Allah Ta’ala berfirman,
وَأَذِّنْ فِي النَّاسِ بِالْحَجِّ يَأْتُوكَ رِجَالًا وَعَلَى كُلِّ ضَامِرٍ يَأْتِينَ مِنْ كُلِّ فَجٍّ عَمِيقٍ (27) لِيَشْهَدُوا مَنَافِعَ لَهُمْ وَيَذْكُرُوا اسْمَ اللَّهِ فِي أَيَّامٍ مَعْلُومَاتٍ عَلَى مَا رَزَقَهُمْ مِنْ بَهِيمَةِ الْأَنْعَامِ فَكُلُوا مِنْهَا وَأَطْعِمُوا الْبَائِسَ الْفَقِيرَ (28)
“Dan berserulah kepada manusia untuk mengerjakan haji, niscaya mereka akan datang kepadamu dengan berjalan kaki, dan mengendarai unta yang kurus yang datang dari segenap penjuru yang jauh, supaya mereka menyaksikan berbagai manfaat bagi mereka dan supaya mereka menyebut nama Allah pada hari yang telah ditentukan atas rezki yang Allah telah berikan kepada mereka berupa binatang ternak. Maka makanlah sebahagian daripadanya dan (sebahagian lagi) berikanlah untuk dimakan orang-orang yang sengsara dan fakir.” (QS. Al Hajj: 27-28)
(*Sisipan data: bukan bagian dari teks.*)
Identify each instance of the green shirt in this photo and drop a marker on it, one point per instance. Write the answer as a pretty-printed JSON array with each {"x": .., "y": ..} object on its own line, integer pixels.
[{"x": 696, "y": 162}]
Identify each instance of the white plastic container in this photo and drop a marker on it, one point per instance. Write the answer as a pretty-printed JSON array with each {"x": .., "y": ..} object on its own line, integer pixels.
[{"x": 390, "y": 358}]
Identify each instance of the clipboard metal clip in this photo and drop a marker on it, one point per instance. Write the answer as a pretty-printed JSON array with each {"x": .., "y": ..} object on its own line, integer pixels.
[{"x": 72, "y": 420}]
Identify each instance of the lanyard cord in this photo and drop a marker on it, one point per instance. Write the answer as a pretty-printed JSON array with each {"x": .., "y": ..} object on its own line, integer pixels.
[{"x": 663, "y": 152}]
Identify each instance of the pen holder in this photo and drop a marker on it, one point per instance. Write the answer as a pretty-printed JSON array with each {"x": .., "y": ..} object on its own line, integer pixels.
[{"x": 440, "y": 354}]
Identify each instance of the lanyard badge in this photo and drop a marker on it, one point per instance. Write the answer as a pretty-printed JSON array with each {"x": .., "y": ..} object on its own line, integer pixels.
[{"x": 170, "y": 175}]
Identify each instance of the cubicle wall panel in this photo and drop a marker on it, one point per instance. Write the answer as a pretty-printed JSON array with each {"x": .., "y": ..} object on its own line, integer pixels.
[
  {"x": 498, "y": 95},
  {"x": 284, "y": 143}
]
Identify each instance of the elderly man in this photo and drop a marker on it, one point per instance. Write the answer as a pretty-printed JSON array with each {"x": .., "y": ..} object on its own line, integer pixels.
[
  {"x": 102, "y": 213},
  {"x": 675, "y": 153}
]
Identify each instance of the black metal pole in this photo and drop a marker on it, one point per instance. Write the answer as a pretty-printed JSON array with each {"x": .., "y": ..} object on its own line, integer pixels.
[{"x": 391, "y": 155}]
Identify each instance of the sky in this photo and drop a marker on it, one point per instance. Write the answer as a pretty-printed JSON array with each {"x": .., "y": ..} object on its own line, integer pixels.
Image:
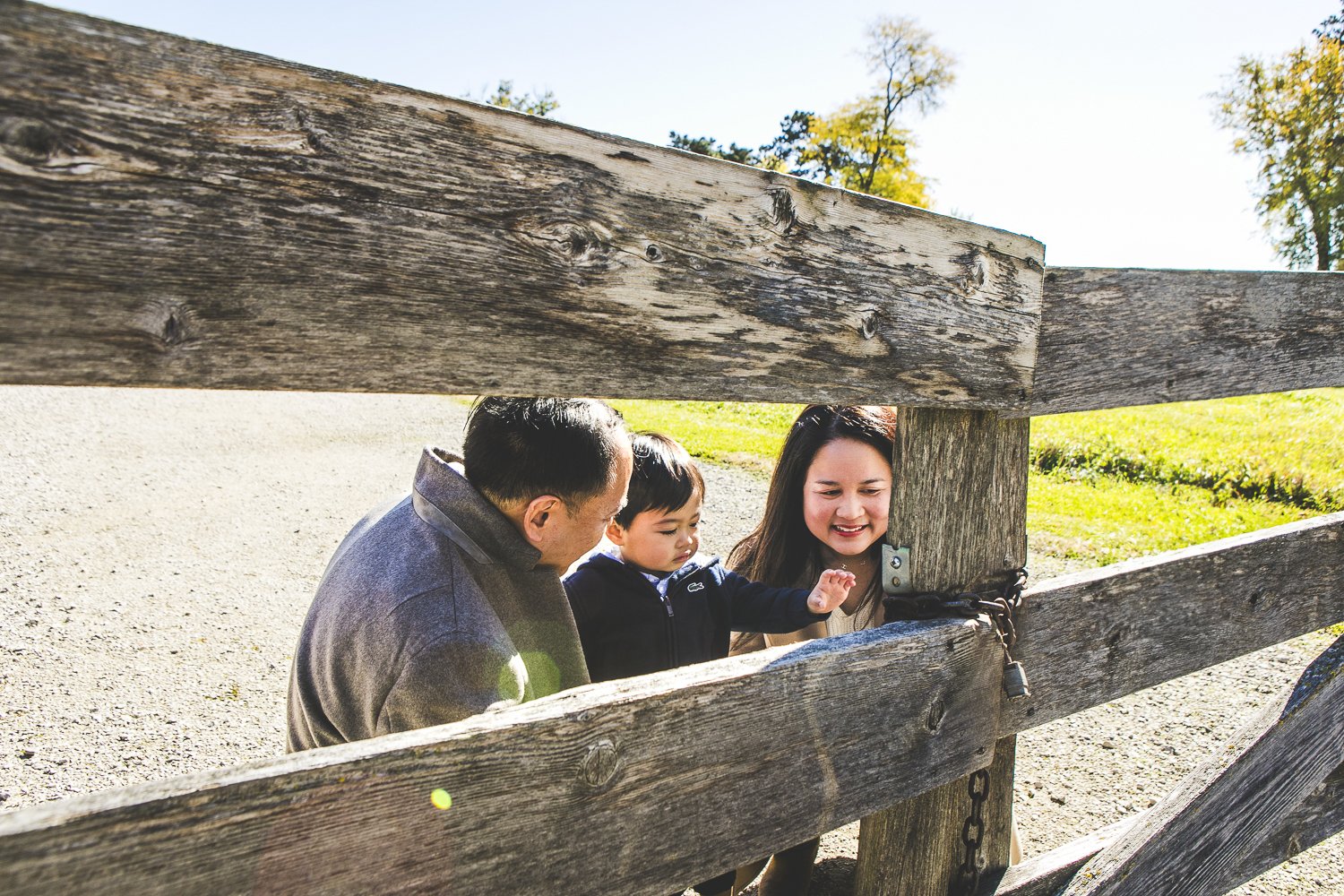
[{"x": 1085, "y": 125}]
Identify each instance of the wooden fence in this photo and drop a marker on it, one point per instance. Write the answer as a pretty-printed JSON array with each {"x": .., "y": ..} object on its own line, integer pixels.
[{"x": 179, "y": 214}]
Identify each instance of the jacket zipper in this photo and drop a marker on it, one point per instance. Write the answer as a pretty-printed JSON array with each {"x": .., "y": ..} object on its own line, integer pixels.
[{"x": 672, "y": 651}]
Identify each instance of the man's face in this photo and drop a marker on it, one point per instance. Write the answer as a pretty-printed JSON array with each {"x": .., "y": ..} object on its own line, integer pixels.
[{"x": 575, "y": 533}]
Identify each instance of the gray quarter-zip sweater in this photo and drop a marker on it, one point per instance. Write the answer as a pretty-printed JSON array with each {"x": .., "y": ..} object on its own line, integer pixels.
[{"x": 430, "y": 610}]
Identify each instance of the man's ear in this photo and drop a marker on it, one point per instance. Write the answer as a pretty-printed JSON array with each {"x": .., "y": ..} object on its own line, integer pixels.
[{"x": 538, "y": 514}]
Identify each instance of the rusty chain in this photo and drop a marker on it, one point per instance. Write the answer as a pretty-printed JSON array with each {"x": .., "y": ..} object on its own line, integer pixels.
[
  {"x": 1000, "y": 605},
  {"x": 973, "y": 831}
]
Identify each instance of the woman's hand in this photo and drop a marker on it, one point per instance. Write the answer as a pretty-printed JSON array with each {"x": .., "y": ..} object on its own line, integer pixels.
[{"x": 832, "y": 589}]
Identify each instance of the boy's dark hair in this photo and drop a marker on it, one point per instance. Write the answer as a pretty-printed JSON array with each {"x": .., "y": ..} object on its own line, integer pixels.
[
  {"x": 664, "y": 477},
  {"x": 516, "y": 449}
]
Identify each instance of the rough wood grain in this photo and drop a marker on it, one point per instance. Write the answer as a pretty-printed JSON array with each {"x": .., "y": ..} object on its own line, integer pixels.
[
  {"x": 1098, "y": 635},
  {"x": 1317, "y": 817},
  {"x": 960, "y": 503},
  {"x": 1126, "y": 338},
  {"x": 1190, "y": 842},
  {"x": 362, "y": 812},
  {"x": 613, "y": 788},
  {"x": 180, "y": 214}
]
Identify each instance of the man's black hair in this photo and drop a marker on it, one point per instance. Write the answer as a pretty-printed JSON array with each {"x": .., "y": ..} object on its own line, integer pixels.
[
  {"x": 521, "y": 447},
  {"x": 664, "y": 477}
]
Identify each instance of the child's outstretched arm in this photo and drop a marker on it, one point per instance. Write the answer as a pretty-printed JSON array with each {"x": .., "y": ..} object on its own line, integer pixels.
[{"x": 832, "y": 589}]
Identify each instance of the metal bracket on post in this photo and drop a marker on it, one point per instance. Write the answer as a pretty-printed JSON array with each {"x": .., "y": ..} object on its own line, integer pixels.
[{"x": 895, "y": 570}]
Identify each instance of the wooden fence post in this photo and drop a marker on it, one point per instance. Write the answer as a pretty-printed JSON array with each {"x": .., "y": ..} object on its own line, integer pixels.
[{"x": 960, "y": 503}]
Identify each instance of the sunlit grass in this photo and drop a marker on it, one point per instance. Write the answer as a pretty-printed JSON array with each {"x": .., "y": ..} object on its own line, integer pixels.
[
  {"x": 736, "y": 433},
  {"x": 1287, "y": 447},
  {"x": 1101, "y": 520},
  {"x": 1123, "y": 482}
]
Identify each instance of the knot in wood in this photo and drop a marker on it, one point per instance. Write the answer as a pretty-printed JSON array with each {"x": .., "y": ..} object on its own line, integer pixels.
[
  {"x": 599, "y": 764},
  {"x": 937, "y": 711},
  {"x": 782, "y": 212},
  {"x": 577, "y": 244},
  {"x": 29, "y": 140},
  {"x": 868, "y": 324}
]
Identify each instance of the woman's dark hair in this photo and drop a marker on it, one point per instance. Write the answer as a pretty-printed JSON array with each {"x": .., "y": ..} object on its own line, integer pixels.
[
  {"x": 521, "y": 447},
  {"x": 781, "y": 551},
  {"x": 664, "y": 477}
]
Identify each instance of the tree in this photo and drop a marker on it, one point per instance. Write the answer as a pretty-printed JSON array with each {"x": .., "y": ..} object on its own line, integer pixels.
[
  {"x": 1332, "y": 29},
  {"x": 1289, "y": 112},
  {"x": 710, "y": 147},
  {"x": 860, "y": 145},
  {"x": 540, "y": 105}
]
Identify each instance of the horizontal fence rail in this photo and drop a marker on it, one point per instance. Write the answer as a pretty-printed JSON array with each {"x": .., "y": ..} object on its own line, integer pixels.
[
  {"x": 1110, "y": 632},
  {"x": 180, "y": 214},
  {"x": 1317, "y": 817},
  {"x": 1126, "y": 338},
  {"x": 650, "y": 761}
]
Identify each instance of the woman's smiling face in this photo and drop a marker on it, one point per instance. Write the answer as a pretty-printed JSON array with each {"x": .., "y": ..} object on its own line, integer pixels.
[{"x": 847, "y": 495}]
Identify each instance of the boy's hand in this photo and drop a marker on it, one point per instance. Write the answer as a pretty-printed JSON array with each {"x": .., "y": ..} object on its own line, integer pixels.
[{"x": 832, "y": 589}]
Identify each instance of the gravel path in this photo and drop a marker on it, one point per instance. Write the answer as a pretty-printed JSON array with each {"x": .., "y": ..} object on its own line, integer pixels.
[{"x": 161, "y": 547}]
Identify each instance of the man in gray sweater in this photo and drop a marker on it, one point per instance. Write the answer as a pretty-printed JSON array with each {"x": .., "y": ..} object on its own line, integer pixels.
[{"x": 449, "y": 602}]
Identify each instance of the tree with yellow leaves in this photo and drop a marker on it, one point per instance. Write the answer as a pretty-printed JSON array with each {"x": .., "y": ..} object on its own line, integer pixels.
[
  {"x": 862, "y": 145},
  {"x": 1289, "y": 112}
]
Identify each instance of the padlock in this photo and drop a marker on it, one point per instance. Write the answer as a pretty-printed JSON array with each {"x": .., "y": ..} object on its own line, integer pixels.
[{"x": 1015, "y": 681}]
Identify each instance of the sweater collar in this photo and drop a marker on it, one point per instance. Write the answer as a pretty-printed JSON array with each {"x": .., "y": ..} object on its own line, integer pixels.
[{"x": 445, "y": 500}]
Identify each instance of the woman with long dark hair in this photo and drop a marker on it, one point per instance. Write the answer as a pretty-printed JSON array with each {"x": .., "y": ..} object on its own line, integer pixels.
[{"x": 827, "y": 508}]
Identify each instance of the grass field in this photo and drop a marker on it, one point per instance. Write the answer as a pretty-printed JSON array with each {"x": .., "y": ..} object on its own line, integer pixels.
[{"x": 1109, "y": 485}]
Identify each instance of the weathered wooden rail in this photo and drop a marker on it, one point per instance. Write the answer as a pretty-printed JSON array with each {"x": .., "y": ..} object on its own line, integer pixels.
[{"x": 177, "y": 214}]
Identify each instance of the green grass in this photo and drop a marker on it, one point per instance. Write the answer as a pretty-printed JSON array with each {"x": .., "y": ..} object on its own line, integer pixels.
[
  {"x": 1288, "y": 447},
  {"x": 1109, "y": 485},
  {"x": 1102, "y": 520},
  {"x": 737, "y": 433}
]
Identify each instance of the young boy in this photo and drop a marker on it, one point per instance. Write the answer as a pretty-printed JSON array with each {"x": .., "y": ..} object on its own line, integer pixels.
[{"x": 652, "y": 602}]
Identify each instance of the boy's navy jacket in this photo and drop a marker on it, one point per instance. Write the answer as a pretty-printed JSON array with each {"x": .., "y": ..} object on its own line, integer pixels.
[{"x": 628, "y": 630}]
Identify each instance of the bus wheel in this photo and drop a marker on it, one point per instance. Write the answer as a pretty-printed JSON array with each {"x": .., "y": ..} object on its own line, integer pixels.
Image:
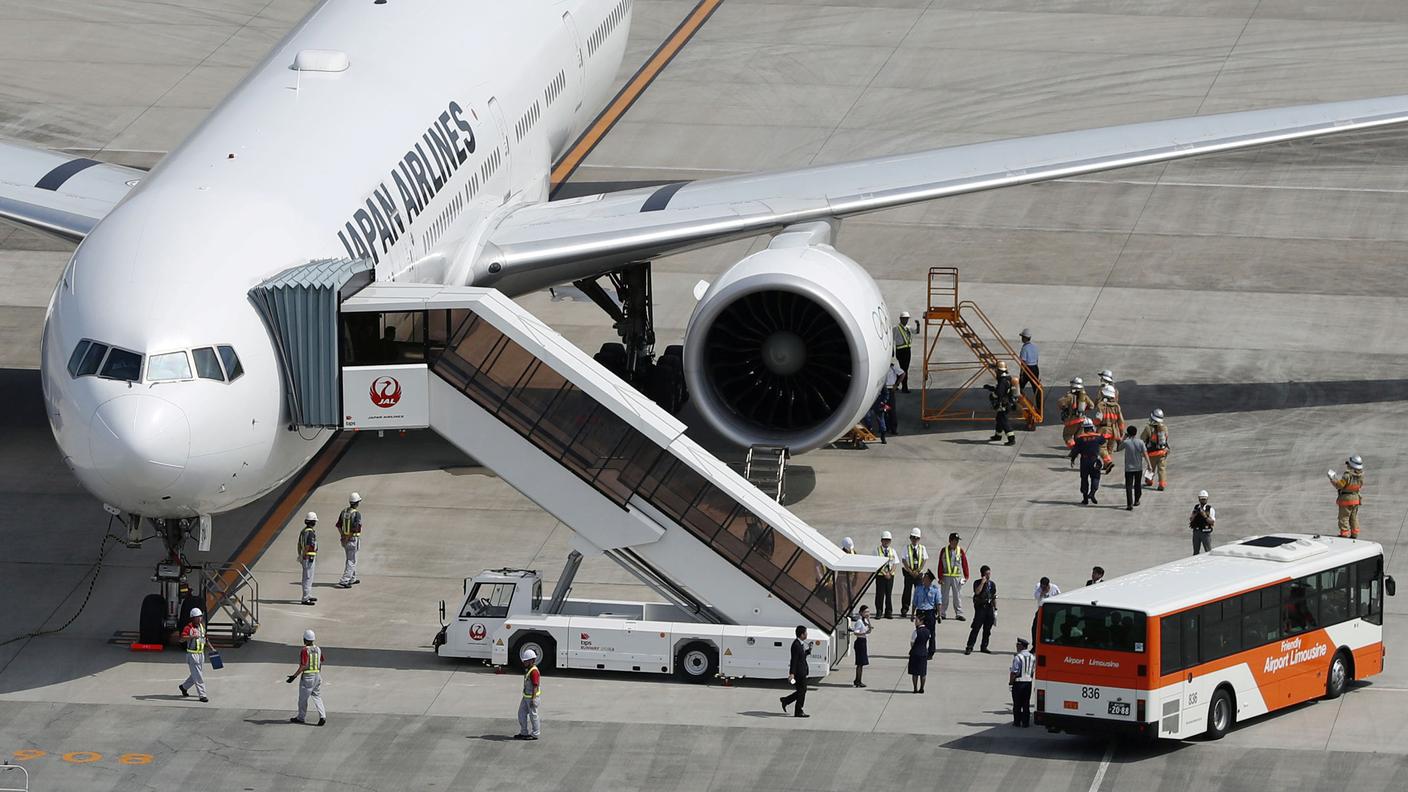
[
  {"x": 696, "y": 663},
  {"x": 1220, "y": 715},
  {"x": 1338, "y": 677}
]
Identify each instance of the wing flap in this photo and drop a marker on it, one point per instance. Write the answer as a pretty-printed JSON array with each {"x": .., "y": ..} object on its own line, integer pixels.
[
  {"x": 59, "y": 193},
  {"x": 534, "y": 244}
]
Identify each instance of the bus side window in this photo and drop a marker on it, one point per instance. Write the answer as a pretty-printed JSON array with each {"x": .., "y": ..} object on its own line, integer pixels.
[{"x": 1170, "y": 651}]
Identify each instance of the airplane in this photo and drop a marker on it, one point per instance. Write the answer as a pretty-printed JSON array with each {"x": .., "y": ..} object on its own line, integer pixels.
[{"x": 420, "y": 137}]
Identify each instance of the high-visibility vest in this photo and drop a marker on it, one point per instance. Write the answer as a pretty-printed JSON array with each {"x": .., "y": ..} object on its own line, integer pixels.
[
  {"x": 953, "y": 561},
  {"x": 906, "y": 337},
  {"x": 196, "y": 640},
  {"x": 1349, "y": 486},
  {"x": 914, "y": 557},
  {"x": 307, "y": 543},
  {"x": 887, "y": 553}
]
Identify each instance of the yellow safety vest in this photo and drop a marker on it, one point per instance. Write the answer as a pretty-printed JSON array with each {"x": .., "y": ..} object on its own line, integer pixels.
[
  {"x": 953, "y": 562},
  {"x": 196, "y": 643}
]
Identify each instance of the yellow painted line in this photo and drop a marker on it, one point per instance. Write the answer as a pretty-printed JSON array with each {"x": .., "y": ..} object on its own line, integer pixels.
[
  {"x": 632, "y": 90},
  {"x": 287, "y": 505}
]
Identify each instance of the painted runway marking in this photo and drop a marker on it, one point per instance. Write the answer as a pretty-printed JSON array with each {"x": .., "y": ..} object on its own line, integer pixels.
[
  {"x": 632, "y": 90},
  {"x": 1104, "y": 765}
]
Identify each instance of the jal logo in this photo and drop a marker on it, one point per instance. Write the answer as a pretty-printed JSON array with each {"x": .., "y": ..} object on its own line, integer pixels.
[{"x": 386, "y": 392}]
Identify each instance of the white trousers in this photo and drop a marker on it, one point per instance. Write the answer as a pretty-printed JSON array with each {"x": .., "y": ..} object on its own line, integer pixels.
[
  {"x": 528, "y": 722},
  {"x": 952, "y": 594},
  {"x": 307, "y": 577},
  {"x": 349, "y": 571},
  {"x": 310, "y": 687},
  {"x": 196, "y": 663}
]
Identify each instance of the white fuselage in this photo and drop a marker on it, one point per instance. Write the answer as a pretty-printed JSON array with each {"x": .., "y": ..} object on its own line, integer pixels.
[{"x": 449, "y": 112}]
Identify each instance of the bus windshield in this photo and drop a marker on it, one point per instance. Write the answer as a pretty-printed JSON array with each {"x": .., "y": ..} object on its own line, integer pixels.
[{"x": 1086, "y": 626}]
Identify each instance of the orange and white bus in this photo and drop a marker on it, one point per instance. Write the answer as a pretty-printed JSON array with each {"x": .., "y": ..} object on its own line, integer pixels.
[{"x": 1197, "y": 644}]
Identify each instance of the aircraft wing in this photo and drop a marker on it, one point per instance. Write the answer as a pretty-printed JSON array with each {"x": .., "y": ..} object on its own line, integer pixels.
[
  {"x": 586, "y": 236},
  {"x": 59, "y": 193}
]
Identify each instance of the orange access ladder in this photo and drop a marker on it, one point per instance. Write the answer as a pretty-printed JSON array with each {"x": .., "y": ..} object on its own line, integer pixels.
[{"x": 965, "y": 317}]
Begitu pula disebutkan dalam ayat lainnya,
وَالْبُدْنَ جَعَلْنَاهَا لَكُمْ مِنْ شَعَائِرِ اللَّهِ لَكُمْ فِيهَا خَيْرٌ فَاذْكُرُوا اسْمَ اللَّهِ عَلَيْهَا صَوَافَّ فَإِذَا وَجَبَتْ جُنُوبُهَا فَكُلُوا مِنْهَا وَأَطْعِمُوا الْقَانِعَ وَالْمُعْتَرَّ
“Dan telah Kami jadikan untuk kamu unta-unta itu sebahagian dari syi’ar Allah, kamu memperoleh kebaikan yang banyak padanya, maka sebutlah olehmu nama Allah ketika kamu menyembelihnya dalam keadaan berdiri (dan telah terikat). Kemudian apabila telah roboh (mati), maka makanlah sebahagiannya dan beri makanlah orang yang rela dengan apa yang ada padanya (yang tidak meminta-minta) dan orang yang meminta.” (QS. Al Hajj: 36).
Dalam hadits disebutkan,
إذا ضحى أحدكم فليأكل من أضحيته
“Jika salah seorang di antara kalian berqurban, makanlah dari hasil qurbannya.” (HR. Ahmad 2: 391. Syaikh Syu’aib Al Arnauth mengatakan bahwa sanad hadits ini dho’if. Syaikh Al Albani mengatakan bahwa hadits ini dho’if)
Adapun hukum memakan hasil qurban bagi shohibul qurban adalah sunnah menurut mayoritas ulama.
Syaikh Muhammad bin Sholih Al ‘Utsaimin rahimahullah berkata, “Perkataan penulis Zaadul Mustaqni’: “Disunnahkan makan dari hasil qurban, menghadiahkan dan bersedekah masing-masing 1/3”, artinya di sini bukan wajib, namun hasil qurban disunnahkan dimanfaatkan untuk tiga tujuan tadi, yaitu 1/3 untuk dimakan, 1/3 untuk dihadiahkan, dan 1/3 lagi untuk disedekahkan.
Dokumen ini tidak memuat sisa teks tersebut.